To play football at the college level, you’ll have to work hard both on and off the field because coaches are always looking for well-rounded student-athletes. You’ll also have to get recruiting exposure and make sure you’re getting noticed by college coaches, and that means attending camps and combines where these college coaches evaluate potential recruits.

Since coaches do such a large portion of their recruiting at camps and combines, you’ll want to put your best foot forward and show off what you can do. It can be a nerve-racking experience, with a lot of commotion and pressure to perform. Fortunately, we’ve compiled a series of helpful combine videos featuring NCSA’s own Izell Reese, a former safety who played for University of Alabama at Birmingham and is a seven-year veteran of the NFL, playing for the Cowboys, Broncos and Bills. Follow his tips and see just how much you can improve your football combine results.

40-yard dash

This is perhaps the top-drawer event at your combine. It’s all about speed and explosiveness, and college coaches will want to see how quickly you get off the start and move through the 10-, 20- and 40-yard lines.

Vertical jump

Measuring lower-body power and explosiveness, the vertical jump is another major combine test for athletes. You’ll stand upright, compress and see how high you can get off the ground.

Broad jump

Much like the vertical jump, the broad jump also measures lower-body strength and explosiveness while adding an element of balance. You’ll start from a balanced stance and jump out forward as far as you can.

3-cone drill

Measuring athletes’ maneuverability and agility, the 3-cone drill tests your ability to change directions at a high speed. You’ll run forward 5 yards to the first cone and back.

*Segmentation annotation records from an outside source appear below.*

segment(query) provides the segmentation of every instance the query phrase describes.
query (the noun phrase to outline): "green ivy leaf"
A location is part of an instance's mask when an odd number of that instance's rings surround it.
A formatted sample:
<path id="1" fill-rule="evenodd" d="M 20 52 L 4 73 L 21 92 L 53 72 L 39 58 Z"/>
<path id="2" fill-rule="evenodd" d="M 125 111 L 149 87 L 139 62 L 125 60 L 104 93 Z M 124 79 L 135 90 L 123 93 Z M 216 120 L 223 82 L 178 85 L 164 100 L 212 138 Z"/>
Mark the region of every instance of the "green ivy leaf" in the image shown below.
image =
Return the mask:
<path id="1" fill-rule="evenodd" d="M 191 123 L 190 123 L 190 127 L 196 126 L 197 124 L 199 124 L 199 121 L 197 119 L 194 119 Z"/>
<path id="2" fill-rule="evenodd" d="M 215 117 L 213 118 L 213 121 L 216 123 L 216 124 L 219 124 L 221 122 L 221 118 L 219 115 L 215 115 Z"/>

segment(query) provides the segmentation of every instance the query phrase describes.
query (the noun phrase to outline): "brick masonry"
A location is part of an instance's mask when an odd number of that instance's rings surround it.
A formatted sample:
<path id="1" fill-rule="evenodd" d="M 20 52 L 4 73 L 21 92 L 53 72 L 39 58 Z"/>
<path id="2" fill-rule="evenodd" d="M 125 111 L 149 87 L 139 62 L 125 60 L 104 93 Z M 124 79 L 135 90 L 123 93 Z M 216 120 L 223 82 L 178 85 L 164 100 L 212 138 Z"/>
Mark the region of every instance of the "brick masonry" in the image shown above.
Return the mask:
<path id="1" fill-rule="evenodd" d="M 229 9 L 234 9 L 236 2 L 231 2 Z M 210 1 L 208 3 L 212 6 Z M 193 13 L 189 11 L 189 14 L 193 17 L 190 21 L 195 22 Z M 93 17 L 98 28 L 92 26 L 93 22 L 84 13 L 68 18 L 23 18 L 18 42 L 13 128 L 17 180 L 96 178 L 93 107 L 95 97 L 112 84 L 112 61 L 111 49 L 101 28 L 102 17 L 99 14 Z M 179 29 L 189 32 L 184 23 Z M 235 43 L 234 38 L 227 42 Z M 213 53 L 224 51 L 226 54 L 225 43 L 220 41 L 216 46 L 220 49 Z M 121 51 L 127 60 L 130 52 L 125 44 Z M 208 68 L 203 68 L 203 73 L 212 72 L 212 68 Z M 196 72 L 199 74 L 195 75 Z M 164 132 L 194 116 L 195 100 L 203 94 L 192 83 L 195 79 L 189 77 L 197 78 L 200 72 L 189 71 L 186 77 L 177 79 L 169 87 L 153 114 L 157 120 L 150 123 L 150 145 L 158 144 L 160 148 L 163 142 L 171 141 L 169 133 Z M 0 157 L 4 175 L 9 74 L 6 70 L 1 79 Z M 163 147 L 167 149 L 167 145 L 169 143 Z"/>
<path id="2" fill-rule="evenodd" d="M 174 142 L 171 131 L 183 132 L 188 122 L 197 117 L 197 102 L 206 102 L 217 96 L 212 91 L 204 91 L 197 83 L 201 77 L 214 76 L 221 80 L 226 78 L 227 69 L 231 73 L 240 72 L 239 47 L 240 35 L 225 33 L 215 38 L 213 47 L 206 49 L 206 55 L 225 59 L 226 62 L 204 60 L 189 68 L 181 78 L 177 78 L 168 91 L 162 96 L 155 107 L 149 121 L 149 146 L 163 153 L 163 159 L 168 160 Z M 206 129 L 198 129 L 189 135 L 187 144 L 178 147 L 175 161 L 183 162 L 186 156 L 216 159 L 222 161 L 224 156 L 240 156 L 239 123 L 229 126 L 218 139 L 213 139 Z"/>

Then, you’ll turn back and run around the second cone before running a weave around the third cone, changing directions, and coming back around the second cone to the finish.

5-10-5 shuttle

This drill tests your lateral quickness and explosion in a short space. You’ll start in the three-point stance, explode out 5 yards to your right, touch the line, go back 10 yards to your left, touch the line, pivot, and run 5 more yards to the finish.

Make sure to follow up

After you crush your tests, your combine experience isn’t actually over yet. Coaches may have noticed you during the testing, but there are many other athletes at each event. You’ll want to reach out to them with your verified results, share your highlight video and ask for feedback on which skills you need to improve. Keep the conversation going by telling them about your athletic development and any upcoming football events.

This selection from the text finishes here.